Great power rivalries and the potential for new technologies to be applied on the battlefield are impacting Australian science research and collaborations, the Academy of Science warns.
In a paper setting a context for a conference next week on globalised science, the Academy suggests that while international agreements and government regulation can manage access of information on lethal technologies, it is less easy to control distribution of basic research with defence potential.

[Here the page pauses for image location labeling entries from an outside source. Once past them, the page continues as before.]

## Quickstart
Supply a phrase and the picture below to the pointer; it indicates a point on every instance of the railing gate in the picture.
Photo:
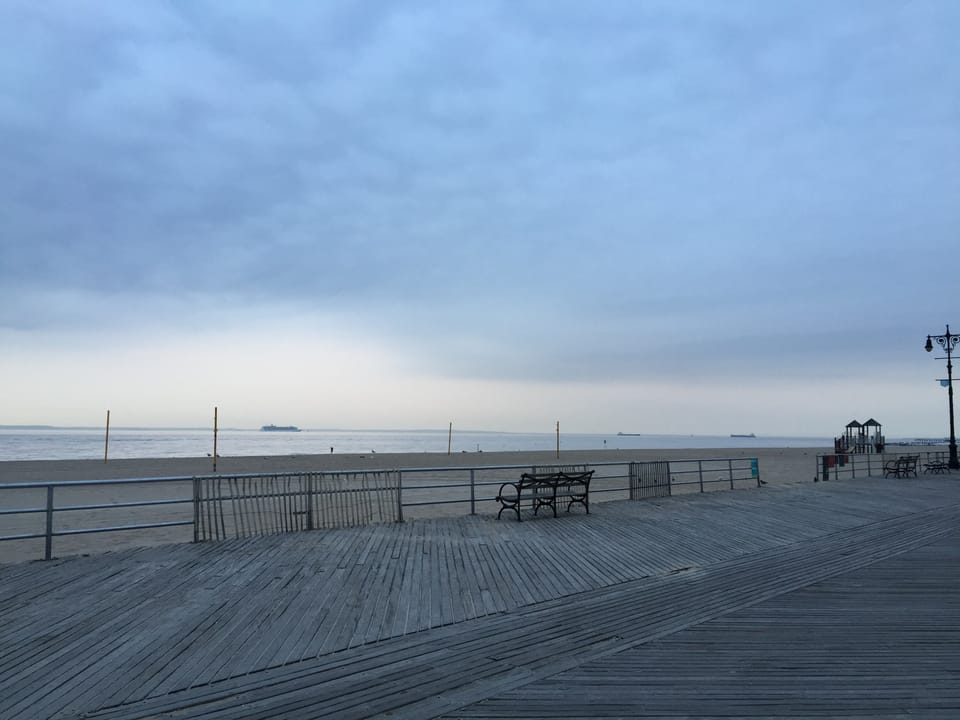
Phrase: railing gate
(650, 479)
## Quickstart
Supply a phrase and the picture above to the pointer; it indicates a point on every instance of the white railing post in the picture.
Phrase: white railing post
(48, 540)
(473, 492)
(399, 496)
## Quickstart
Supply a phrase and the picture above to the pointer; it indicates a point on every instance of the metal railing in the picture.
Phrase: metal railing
(839, 466)
(223, 506)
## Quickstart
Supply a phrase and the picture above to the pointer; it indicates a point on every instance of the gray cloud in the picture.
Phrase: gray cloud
(477, 180)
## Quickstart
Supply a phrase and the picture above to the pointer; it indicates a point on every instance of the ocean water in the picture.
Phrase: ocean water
(88, 443)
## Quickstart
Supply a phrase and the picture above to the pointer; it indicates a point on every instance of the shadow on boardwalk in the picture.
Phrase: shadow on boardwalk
(836, 599)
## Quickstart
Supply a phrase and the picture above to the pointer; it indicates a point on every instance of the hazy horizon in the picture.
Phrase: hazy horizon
(661, 217)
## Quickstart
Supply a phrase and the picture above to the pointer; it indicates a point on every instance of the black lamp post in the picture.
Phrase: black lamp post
(948, 342)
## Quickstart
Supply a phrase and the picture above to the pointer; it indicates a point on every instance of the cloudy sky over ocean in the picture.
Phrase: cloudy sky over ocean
(664, 217)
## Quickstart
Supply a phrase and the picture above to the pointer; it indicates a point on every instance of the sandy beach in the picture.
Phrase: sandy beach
(777, 466)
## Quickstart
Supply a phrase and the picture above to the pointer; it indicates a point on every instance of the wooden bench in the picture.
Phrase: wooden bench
(903, 466)
(545, 490)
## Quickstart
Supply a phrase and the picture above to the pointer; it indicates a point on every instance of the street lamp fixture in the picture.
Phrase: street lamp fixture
(948, 342)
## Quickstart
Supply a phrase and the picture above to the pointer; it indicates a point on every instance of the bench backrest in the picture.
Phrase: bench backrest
(554, 479)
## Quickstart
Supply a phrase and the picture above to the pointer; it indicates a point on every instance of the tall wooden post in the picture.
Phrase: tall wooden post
(106, 439)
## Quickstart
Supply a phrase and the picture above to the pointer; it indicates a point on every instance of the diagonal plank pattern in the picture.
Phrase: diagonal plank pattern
(437, 671)
(882, 641)
(199, 627)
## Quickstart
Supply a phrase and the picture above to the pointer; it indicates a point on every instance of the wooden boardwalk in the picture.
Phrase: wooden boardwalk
(838, 599)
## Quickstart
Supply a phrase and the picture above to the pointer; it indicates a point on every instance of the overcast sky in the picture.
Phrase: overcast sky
(665, 217)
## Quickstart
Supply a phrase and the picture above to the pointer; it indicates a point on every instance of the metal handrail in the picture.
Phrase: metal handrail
(733, 470)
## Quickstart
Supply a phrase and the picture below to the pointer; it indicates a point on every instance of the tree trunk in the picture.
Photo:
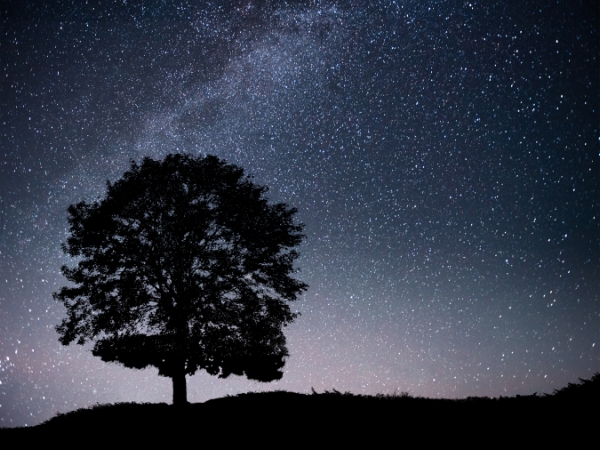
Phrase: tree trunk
(179, 389)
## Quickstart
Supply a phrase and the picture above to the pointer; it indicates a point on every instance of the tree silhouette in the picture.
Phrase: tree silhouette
(184, 265)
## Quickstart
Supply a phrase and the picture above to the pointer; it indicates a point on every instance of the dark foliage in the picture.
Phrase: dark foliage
(184, 265)
(275, 419)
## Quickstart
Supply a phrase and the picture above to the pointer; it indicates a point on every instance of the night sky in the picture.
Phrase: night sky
(442, 154)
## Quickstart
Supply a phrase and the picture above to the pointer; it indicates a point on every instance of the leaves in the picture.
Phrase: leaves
(183, 262)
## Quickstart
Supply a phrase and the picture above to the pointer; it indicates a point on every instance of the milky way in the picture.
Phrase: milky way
(443, 156)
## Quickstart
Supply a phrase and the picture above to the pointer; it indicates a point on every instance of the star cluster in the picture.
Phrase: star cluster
(443, 156)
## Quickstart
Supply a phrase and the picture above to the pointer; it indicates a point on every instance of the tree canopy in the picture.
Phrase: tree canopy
(183, 265)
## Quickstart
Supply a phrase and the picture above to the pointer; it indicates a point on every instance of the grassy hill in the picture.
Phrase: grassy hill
(280, 418)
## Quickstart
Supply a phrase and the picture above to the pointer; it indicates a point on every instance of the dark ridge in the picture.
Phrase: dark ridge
(280, 418)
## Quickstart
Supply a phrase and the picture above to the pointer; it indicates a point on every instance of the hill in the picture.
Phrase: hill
(280, 418)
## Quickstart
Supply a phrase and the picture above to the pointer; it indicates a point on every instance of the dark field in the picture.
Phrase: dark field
(286, 419)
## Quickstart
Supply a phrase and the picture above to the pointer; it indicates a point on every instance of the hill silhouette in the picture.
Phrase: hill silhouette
(279, 418)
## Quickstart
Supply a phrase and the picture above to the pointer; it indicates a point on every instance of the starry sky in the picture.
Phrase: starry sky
(442, 154)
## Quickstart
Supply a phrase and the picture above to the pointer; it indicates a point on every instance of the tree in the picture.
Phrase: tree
(183, 266)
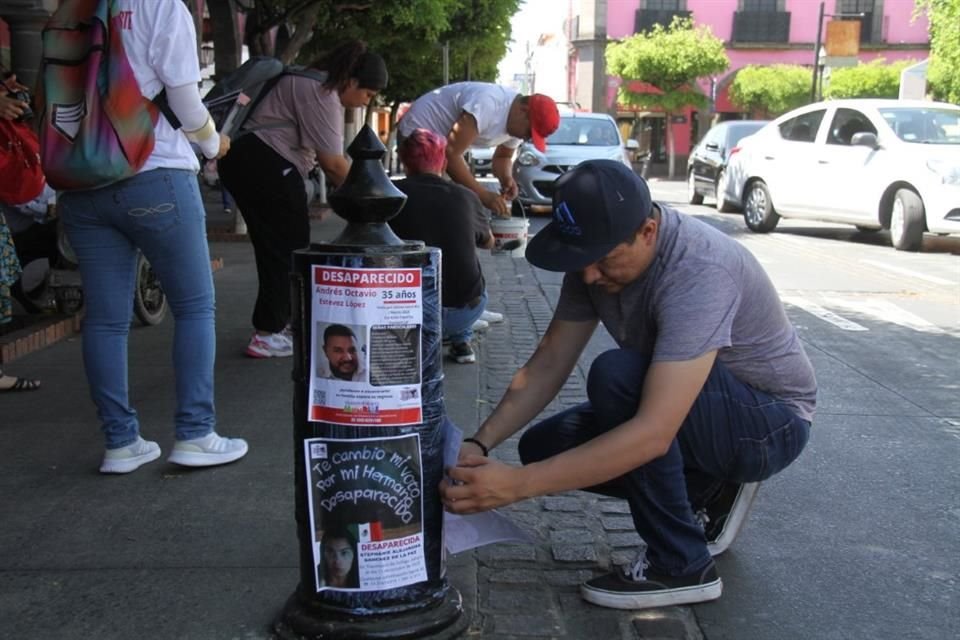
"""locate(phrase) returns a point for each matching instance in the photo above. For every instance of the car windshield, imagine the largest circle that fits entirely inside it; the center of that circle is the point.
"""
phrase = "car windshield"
(924, 125)
(588, 132)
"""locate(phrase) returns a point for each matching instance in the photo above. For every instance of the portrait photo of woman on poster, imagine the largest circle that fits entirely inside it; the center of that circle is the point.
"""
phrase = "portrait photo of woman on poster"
(338, 566)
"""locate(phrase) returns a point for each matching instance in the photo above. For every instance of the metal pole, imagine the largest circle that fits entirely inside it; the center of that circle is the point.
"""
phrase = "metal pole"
(446, 62)
(816, 57)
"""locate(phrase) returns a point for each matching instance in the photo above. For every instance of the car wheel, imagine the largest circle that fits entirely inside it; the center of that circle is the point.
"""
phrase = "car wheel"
(907, 221)
(723, 205)
(692, 196)
(758, 210)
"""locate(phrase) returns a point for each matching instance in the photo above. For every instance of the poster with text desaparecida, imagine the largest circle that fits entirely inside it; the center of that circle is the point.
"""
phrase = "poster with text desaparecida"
(366, 511)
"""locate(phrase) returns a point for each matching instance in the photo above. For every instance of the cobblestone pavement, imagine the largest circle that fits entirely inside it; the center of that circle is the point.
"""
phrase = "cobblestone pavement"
(531, 591)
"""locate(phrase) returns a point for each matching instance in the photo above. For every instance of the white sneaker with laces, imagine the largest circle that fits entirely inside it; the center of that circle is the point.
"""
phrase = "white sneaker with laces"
(131, 457)
(481, 325)
(273, 345)
(491, 317)
(208, 451)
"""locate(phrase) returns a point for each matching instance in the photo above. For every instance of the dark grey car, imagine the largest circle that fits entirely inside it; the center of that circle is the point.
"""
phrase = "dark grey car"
(707, 165)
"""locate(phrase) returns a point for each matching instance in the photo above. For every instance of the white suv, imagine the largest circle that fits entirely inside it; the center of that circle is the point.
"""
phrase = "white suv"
(876, 164)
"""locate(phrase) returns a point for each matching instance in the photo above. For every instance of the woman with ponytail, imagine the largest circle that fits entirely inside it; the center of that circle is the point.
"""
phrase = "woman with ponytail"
(298, 125)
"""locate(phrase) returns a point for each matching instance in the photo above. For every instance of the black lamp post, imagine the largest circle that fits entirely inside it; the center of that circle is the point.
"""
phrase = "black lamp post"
(817, 71)
(368, 416)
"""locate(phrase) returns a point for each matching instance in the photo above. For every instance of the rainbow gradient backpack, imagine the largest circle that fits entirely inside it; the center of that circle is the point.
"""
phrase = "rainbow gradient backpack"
(95, 126)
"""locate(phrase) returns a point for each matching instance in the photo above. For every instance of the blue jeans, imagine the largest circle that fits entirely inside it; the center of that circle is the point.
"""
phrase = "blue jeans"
(161, 213)
(733, 433)
(458, 321)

It points to the power of multi-purpose tech platforms that can cover civil and military purposes, such as Elon Musk’s Star Link.

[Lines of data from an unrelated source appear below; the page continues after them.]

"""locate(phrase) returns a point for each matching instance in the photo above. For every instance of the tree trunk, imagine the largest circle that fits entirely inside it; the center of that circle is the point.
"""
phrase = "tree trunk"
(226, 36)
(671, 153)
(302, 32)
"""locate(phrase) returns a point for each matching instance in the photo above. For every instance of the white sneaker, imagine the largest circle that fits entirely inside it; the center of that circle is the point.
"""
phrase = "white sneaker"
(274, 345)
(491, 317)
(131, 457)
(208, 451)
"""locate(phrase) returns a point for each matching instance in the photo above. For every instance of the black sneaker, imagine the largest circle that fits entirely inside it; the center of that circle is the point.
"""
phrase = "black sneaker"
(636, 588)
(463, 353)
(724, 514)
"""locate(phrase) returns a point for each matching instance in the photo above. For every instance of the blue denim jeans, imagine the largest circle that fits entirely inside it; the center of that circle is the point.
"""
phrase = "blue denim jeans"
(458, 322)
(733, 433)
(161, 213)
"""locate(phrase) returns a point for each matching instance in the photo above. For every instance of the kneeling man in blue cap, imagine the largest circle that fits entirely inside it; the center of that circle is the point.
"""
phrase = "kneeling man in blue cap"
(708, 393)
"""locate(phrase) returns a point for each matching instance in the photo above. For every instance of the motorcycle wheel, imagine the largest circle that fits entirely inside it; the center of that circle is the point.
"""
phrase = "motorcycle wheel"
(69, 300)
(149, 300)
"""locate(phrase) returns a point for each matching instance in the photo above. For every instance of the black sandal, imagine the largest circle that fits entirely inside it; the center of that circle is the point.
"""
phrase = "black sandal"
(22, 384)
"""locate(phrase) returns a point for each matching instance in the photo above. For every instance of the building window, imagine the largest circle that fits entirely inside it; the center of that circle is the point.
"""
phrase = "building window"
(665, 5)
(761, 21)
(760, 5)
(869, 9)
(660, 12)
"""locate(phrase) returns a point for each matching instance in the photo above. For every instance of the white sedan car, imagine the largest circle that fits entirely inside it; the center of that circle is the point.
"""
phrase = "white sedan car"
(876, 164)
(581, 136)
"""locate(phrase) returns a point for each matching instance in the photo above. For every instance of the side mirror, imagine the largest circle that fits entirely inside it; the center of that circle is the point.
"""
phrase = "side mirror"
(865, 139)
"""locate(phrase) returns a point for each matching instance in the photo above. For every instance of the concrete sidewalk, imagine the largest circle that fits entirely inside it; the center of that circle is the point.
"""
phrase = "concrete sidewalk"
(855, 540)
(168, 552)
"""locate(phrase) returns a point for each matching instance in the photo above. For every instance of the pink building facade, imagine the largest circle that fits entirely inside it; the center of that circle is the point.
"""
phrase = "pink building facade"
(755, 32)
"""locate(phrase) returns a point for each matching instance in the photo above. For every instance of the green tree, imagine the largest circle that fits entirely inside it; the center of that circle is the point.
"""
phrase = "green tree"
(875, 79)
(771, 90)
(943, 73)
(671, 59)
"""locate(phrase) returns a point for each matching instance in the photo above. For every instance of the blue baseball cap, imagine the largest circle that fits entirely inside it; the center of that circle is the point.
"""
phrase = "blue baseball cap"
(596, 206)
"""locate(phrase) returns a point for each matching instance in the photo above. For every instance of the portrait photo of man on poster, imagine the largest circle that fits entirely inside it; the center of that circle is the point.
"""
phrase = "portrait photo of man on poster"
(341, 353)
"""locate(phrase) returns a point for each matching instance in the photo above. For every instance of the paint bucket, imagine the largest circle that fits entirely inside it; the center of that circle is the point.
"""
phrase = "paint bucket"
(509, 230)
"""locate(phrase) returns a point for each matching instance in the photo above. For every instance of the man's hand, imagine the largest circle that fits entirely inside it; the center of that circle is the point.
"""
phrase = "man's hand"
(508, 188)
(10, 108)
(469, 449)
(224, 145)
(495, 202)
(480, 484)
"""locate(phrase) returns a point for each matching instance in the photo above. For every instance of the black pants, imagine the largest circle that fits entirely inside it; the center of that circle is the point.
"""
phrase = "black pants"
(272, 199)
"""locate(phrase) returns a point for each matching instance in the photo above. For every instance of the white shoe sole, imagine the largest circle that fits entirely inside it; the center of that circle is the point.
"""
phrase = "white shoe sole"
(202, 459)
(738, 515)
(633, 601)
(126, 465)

The Academy also warns that the “polarisation and oversimplification of scientific knowledge” through the media, “compel the public into a binary agreement; yes or no, agree or disagree.”
Overall, the report suggests five risks to national science systems,
- Foreign interference through soft power or direct action;
- Nations competing for science talent;
- The race to protect data and technology from hostiles;
- Regulation, as governments “take steps to reduce risks of interdependent science, technology, and innovation”; and
- Compromised national sovereignty by “over-reliance” on international collaboration.

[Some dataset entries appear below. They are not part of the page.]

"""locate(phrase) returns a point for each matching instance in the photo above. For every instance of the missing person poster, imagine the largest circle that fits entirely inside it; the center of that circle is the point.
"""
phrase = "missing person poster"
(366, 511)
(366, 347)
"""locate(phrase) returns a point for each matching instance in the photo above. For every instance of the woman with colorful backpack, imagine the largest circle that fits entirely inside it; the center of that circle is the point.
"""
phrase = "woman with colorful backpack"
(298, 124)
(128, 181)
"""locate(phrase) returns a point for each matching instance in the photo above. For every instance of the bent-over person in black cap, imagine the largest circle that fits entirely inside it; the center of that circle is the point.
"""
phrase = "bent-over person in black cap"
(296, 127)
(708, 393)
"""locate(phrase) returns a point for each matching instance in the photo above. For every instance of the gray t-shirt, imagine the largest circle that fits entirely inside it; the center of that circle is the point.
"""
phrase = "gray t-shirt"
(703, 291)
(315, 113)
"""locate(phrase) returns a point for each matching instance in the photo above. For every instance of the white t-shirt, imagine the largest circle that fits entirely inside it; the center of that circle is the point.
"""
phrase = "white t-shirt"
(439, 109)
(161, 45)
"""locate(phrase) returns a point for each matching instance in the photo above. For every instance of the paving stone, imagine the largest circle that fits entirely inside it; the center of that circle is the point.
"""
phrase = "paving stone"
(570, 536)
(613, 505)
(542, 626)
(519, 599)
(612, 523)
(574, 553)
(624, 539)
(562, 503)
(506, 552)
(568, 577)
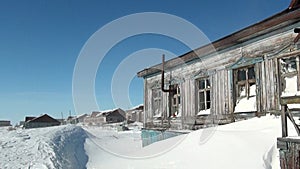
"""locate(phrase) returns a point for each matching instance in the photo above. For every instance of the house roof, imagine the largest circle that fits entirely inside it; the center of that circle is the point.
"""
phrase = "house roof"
(278, 21)
(43, 119)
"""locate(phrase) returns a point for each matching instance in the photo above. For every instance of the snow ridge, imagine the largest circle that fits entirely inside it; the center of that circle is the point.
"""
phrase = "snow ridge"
(43, 148)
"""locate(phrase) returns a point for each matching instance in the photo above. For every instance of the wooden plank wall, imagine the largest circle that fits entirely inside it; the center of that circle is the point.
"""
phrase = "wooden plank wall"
(268, 85)
(220, 92)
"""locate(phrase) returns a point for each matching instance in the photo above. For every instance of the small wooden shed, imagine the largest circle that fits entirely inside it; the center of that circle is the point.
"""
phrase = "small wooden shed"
(41, 121)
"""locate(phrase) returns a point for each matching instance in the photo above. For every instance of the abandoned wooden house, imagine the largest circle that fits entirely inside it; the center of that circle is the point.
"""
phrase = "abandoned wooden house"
(244, 75)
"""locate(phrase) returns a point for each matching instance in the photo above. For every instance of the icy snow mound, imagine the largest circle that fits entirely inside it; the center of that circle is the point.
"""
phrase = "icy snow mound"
(249, 144)
(52, 147)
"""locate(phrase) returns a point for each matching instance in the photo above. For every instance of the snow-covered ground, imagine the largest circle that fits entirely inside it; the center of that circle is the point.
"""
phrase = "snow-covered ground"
(249, 144)
(52, 147)
(246, 144)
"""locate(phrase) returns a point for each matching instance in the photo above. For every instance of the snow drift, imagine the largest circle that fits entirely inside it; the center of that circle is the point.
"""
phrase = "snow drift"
(51, 148)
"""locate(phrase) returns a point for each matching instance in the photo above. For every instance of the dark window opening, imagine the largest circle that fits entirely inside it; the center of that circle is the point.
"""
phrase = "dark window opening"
(203, 95)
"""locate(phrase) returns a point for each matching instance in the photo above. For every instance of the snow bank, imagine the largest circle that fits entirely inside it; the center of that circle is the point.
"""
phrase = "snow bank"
(51, 148)
(247, 104)
(249, 144)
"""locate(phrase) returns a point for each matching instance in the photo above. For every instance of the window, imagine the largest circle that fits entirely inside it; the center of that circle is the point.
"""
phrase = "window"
(245, 89)
(289, 70)
(245, 82)
(176, 101)
(203, 94)
(157, 102)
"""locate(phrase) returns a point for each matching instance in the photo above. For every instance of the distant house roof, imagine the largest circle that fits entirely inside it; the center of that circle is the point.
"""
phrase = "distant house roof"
(43, 119)
(95, 113)
(113, 111)
(29, 118)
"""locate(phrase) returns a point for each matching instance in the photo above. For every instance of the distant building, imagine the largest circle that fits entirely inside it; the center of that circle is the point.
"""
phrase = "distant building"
(42, 121)
(239, 76)
(109, 116)
(4, 123)
(80, 118)
(135, 114)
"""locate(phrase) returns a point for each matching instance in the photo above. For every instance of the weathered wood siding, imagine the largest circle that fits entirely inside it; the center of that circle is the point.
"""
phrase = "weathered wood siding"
(262, 52)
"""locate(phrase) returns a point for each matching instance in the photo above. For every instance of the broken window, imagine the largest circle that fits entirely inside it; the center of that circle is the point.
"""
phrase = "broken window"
(157, 103)
(176, 101)
(203, 96)
(245, 87)
(245, 82)
(289, 70)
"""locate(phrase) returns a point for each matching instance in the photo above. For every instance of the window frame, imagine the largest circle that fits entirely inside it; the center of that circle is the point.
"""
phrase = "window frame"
(296, 73)
(157, 101)
(246, 82)
(205, 90)
(175, 100)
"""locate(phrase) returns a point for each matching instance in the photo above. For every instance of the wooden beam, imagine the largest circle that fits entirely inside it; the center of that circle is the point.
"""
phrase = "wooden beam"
(290, 100)
(284, 121)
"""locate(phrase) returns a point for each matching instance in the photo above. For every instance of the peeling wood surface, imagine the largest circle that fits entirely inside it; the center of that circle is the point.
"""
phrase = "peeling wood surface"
(263, 54)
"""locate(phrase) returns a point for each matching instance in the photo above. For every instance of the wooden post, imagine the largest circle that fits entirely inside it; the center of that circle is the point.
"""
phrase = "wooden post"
(284, 120)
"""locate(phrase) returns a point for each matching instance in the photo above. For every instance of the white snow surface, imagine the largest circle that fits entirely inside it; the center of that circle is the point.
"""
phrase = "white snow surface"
(249, 144)
(51, 148)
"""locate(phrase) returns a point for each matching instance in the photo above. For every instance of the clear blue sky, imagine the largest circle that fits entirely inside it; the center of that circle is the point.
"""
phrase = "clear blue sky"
(41, 40)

However, the report also found that there are positives, from a “multipolar science system,” including:
- Digitalising knowledge democratises access;
- Collaboration strengthens domestic ecosystems, “it is rare for a single nation to have all the talent and infrastructure”; and
- Global challenges require multi-national scientific cooperation.
One key take-out is that if scientists only collaborated with allied nations it, “would hinder their ability to accelerate progress on global challenges by sharing ideas and resources with other scientists.”
“Most importantly, Australia would stand to lose out on a deeper understanding of other nations, not just in terms of technological development and military modernisation but also in terms of their people’s aspirations and goals.”